Florida Casino Vote Did Not Pass

The fate of a proposed constitutional amendment in North Florida that would allow for Las Vegas-style casinos remained in doubt after Tuesday after a court declined to grant supporters of the idea extra time to verify signatures necessary for inclusion on the ballot in 2022.

The organization behind the proposed amendment, Florida Voters in Charge, had a deadline of 5 p.m. Tuesday to get over 900,000 signatures authenticated by state elections authorities in order to appear on the November ballot. The attempt was tens of thousands of signatures short as of Tuesday evening, according to the state Division of Elections website.

The committee submitted an eleventh-hour move Monday night, requesting, among other things, an extension of the deadline.

However, Leon County Circuit Judge John Cooper indicated he needed more time to study the problems in a hurriedly arranged hearing Tuesday afternoon.

Are Votes Being Withheld?

The complaint claimed that election authorities were holding on thousands of voter signatures in support of the plan, which would allow current pari-mutuel cardroom owners in North Florida to offer Las Vegas-style games at their establishments. The Seminole Tribe of Florida, which opposes the proposal vigorously, is the state’s lone casino operator.

During the past two months, a political organization, persons, and companies associated with the Seminoles have been embroiled in a legal dispute with the Florida Voters in Charge group. The tribe is accused of illegally meddling with the petition-gathering process by paying off contractors and harassing workers, according to supporters of the casino plan. On Monday, the legal struggle was called off.

However, county elections supervisors have reported incidents of potentially forged signatures for the casino initiative to state and local law enforcement, resulting in criminal investigations. According to certain county election authorities, more than 60% of petitions supporting the proposal were rejected, which is an exceptionally high proportion for ballot initiatives.

However, the complaint filed Monday blamed local elections authorities for the committee’s inability to deliver 891,589 legitimate petition signatures to the state before the deadline. The state Division of Elections website showed a total of 814,212 signatures as of early Tuesday evening.

Will All the Signatures End up Being Counted?
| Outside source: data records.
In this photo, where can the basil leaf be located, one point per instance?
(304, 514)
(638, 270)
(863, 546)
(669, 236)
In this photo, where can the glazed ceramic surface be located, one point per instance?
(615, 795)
“Elections supervisors across the state have failed to fulfill their responsibility to promptly verify signatures as they were submitted, instead allowing a backlog of signatures to build up to the point where many signatures will not be processed and sent to the secretary of state by February 1, 2022.”

 

“Yet the secretary of state intends to end the verification process at 5 p.m. on February 1, 2022, leaving thousands of signatures dated before February 1 sitting on supervisors’ desks, ineffective for this or any other election cycle,” according to the 41-page lawsuit filed by attorney Jesse Panuccio, who previously served as former Gov. Rick Scott’s general counsel.

The complaint also contested local elections authorities’ signature-matching criteria, claiming that “tens of thousands of signatures have been rejected for supposed mismatch with the signature in the voter registration system.” However, because the state provides no notice or chance to remedy, these voters are unable to approve the proposed initiative.
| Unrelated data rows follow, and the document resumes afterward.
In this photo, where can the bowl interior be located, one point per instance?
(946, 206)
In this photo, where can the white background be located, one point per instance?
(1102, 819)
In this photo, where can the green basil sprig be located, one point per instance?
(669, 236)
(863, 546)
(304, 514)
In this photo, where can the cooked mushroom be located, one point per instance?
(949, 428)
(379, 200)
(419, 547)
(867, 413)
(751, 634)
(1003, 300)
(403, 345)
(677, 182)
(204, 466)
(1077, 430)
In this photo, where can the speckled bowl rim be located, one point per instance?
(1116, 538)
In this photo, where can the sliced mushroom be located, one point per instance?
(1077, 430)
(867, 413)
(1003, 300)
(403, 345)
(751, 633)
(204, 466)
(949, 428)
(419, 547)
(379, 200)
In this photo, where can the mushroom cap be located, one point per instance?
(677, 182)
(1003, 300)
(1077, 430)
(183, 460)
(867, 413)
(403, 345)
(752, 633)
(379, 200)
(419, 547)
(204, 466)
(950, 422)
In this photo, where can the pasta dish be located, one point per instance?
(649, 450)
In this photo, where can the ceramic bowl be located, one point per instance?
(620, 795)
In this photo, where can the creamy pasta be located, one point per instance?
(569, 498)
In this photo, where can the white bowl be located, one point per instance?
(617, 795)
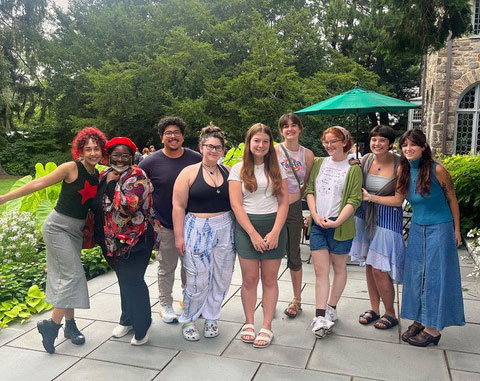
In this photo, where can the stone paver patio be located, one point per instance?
(352, 352)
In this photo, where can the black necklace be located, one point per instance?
(210, 174)
(207, 168)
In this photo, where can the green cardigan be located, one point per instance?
(351, 194)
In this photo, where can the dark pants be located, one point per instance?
(134, 294)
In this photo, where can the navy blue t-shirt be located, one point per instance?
(163, 171)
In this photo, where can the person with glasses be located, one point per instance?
(63, 235)
(379, 241)
(432, 285)
(204, 237)
(124, 212)
(259, 198)
(163, 167)
(334, 192)
(297, 162)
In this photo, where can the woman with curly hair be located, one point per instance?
(334, 192)
(259, 198)
(125, 206)
(204, 237)
(63, 236)
(432, 291)
(379, 242)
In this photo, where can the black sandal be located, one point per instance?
(386, 322)
(369, 316)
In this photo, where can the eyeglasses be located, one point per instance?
(124, 156)
(211, 147)
(173, 133)
(325, 143)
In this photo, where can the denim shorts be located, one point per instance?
(322, 239)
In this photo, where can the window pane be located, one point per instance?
(464, 133)
(468, 100)
(476, 18)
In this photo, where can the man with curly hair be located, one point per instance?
(163, 167)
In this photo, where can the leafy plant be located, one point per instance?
(93, 262)
(474, 234)
(465, 172)
(13, 309)
(17, 277)
(234, 155)
(18, 241)
(39, 203)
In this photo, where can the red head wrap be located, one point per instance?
(121, 140)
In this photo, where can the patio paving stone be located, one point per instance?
(200, 367)
(21, 364)
(388, 362)
(464, 361)
(269, 372)
(274, 354)
(145, 356)
(87, 369)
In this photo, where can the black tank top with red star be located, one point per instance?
(76, 197)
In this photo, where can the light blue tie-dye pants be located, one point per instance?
(208, 263)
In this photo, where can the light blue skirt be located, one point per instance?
(386, 250)
(432, 289)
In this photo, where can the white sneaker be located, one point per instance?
(167, 313)
(139, 342)
(321, 326)
(331, 313)
(121, 330)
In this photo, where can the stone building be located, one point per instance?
(451, 94)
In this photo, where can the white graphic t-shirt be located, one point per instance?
(329, 186)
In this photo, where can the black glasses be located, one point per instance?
(124, 156)
(211, 147)
(173, 133)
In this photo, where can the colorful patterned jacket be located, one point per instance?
(127, 215)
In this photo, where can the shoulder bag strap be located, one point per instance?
(291, 166)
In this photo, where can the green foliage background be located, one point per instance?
(465, 172)
(123, 64)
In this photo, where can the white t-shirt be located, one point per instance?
(262, 201)
(329, 186)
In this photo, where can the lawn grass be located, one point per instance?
(6, 183)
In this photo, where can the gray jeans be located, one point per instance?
(167, 257)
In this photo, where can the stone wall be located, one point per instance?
(465, 72)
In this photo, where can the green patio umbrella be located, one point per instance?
(357, 101)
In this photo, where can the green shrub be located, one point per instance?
(18, 237)
(31, 145)
(13, 309)
(16, 278)
(93, 262)
(465, 172)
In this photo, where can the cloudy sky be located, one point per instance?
(62, 3)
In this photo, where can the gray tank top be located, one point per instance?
(375, 182)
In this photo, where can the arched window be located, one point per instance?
(467, 139)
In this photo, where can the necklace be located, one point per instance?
(210, 174)
(207, 167)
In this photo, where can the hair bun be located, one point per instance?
(211, 129)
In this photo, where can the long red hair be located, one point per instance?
(272, 168)
(82, 138)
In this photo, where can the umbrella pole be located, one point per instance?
(356, 137)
Certain Florida statutes controlling the ballot-initiative process are also argued to be unlawful in the legal challenge. Cooper convened an emergency hearing when the plaintiffs sought it. The court, however, stated that he needed more time to consider whether state regulations controlling the ballot initiative process were unconstitutional.

“It appears that what you want me to do is declare a slew of newly enacted legislation illegal, and then seize control of the secretary of state’s office and tell her how to run it,” the judge stated at one point.
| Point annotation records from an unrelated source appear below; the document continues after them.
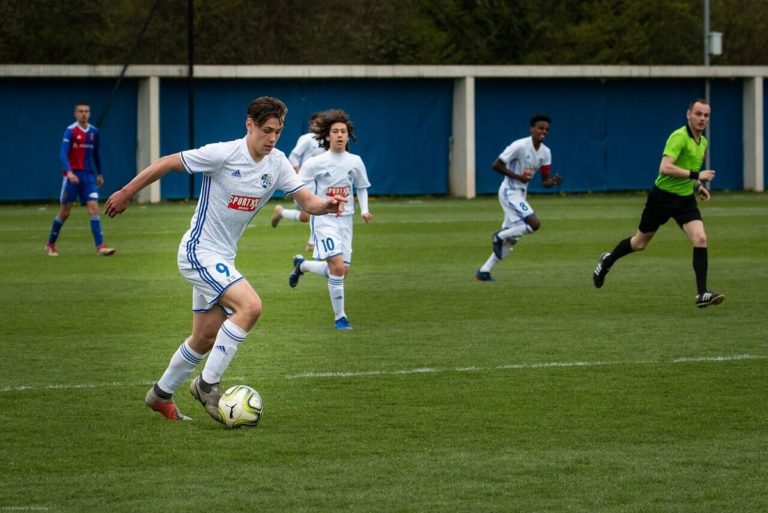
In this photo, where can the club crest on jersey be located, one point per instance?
(243, 203)
(341, 191)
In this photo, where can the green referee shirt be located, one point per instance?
(687, 154)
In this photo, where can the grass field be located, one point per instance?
(533, 393)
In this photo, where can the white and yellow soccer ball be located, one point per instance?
(240, 406)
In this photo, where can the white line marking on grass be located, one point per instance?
(522, 366)
(418, 370)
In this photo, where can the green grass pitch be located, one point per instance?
(535, 393)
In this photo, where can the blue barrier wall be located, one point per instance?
(37, 113)
(606, 134)
(403, 127)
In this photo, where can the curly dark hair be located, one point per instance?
(262, 109)
(327, 120)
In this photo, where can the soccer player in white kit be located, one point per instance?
(306, 146)
(239, 178)
(335, 173)
(519, 162)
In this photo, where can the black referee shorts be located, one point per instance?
(663, 205)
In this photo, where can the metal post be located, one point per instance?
(706, 81)
(190, 85)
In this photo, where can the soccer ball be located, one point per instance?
(240, 406)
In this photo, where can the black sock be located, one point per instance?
(700, 262)
(623, 248)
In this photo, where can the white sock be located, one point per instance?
(516, 230)
(227, 341)
(315, 267)
(336, 291)
(183, 362)
(291, 213)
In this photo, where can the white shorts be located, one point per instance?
(332, 236)
(515, 206)
(210, 276)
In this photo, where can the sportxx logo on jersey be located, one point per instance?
(244, 203)
(342, 191)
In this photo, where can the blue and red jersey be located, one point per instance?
(80, 149)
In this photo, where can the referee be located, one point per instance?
(674, 196)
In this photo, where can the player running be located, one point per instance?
(519, 163)
(239, 178)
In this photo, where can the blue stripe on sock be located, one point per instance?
(188, 356)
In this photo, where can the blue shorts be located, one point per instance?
(87, 190)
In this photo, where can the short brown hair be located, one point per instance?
(264, 108)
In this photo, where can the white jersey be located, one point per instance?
(336, 173)
(234, 189)
(306, 146)
(520, 155)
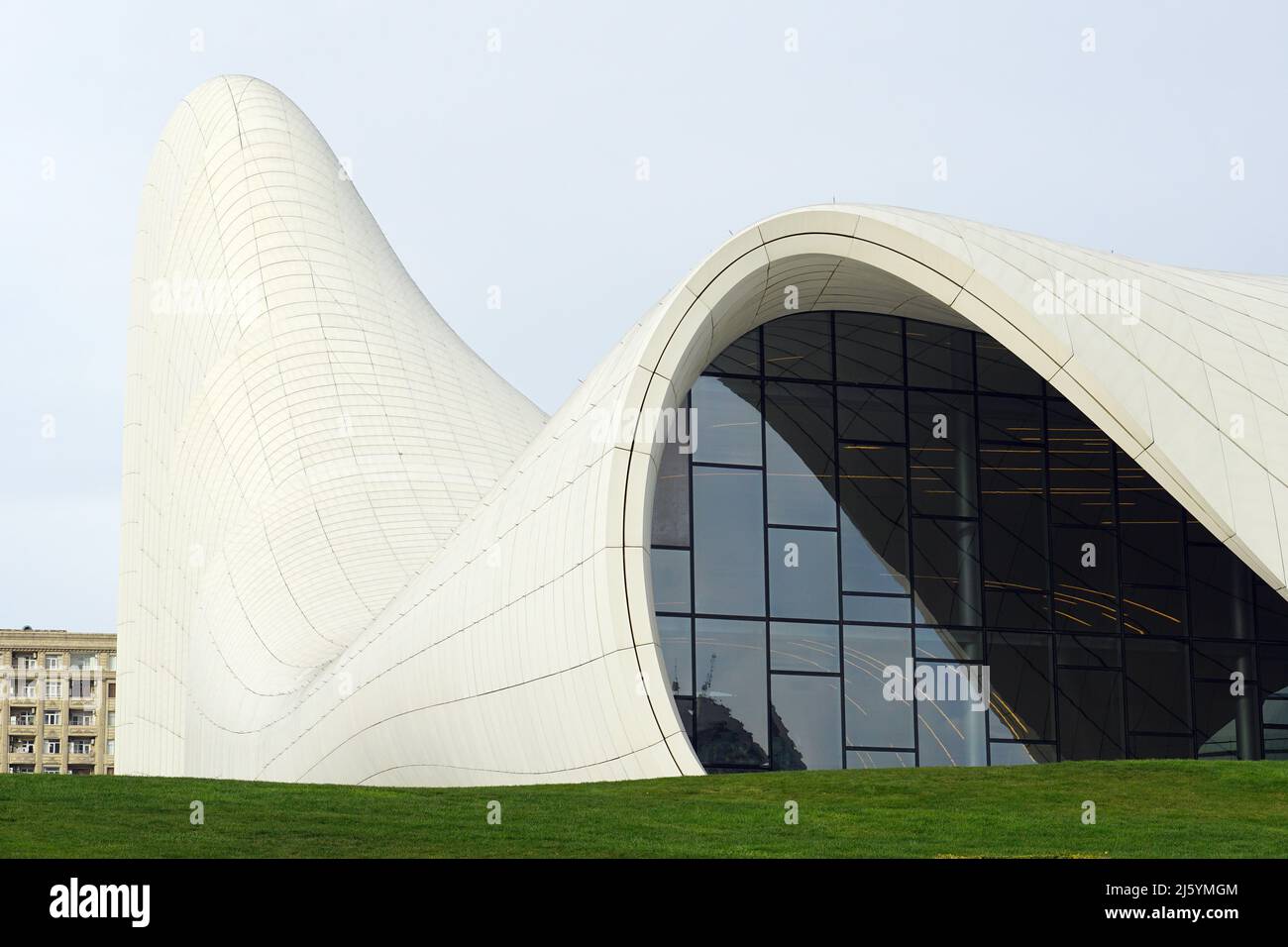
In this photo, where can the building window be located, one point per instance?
(874, 492)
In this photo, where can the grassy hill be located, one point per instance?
(1147, 808)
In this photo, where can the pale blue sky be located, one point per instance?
(480, 163)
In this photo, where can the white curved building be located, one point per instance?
(353, 553)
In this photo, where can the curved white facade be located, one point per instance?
(352, 553)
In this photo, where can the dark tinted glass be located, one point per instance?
(1091, 715)
(798, 646)
(726, 421)
(732, 720)
(868, 350)
(741, 359)
(800, 347)
(874, 519)
(799, 447)
(876, 668)
(671, 499)
(945, 571)
(728, 541)
(1158, 685)
(939, 357)
(803, 574)
(670, 579)
(1022, 702)
(677, 637)
(949, 727)
(806, 720)
(941, 454)
(870, 414)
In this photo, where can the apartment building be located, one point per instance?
(56, 702)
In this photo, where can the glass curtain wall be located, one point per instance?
(874, 501)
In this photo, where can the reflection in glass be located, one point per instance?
(945, 573)
(874, 519)
(948, 731)
(797, 646)
(728, 541)
(799, 444)
(868, 350)
(670, 579)
(803, 574)
(800, 347)
(1091, 715)
(726, 421)
(806, 720)
(1022, 702)
(941, 454)
(732, 722)
(677, 638)
(870, 718)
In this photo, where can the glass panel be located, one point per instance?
(870, 414)
(799, 444)
(939, 357)
(684, 705)
(949, 728)
(741, 359)
(877, 661)
(1158, 685)
(806, 719)
(945, 573)
(874, 519)
(951, 644)
(1220, 594)
(1086, 587)
(868, 350)
(670, 579)
(884, 608)
(1020, 754)
(732, 719)
(728, 541)
(795, 646)
(1271, 613)
(803, 574)
(1219, 660)
(800, 347)
(1160, 748)
(1155, 612)
(876, 759)
(1001, 371)
(941, 454)
(1227, 723)
(1153, 553)
(1012, 420)
(1014, 505)
(1090, 651)
(671, 499)
(1022, 697)
(1091, 715)
(677, 638)
(1140, 499)
(726, 421)
(1080, 468)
As of Tuesday’s deadline, Panuccio said, more than 286,000 applications were pending clearance by supervisors.

“To summarize the issue, these signatures are sitting on the desk, and as of 5 o’clock, the secretary of state says, no more, you cannot count those toward whether you’re going to be eligible (for the ballot),” he stated.

Cooper, on the other hand, refused to act in an emergency.

“If I issued a temporary restraining order today, I would very certainly be overturned (by an appeals court) in less time than it took you to file this,” he added. “It’s just that I haven’t been properly briefed on how to deal with it.”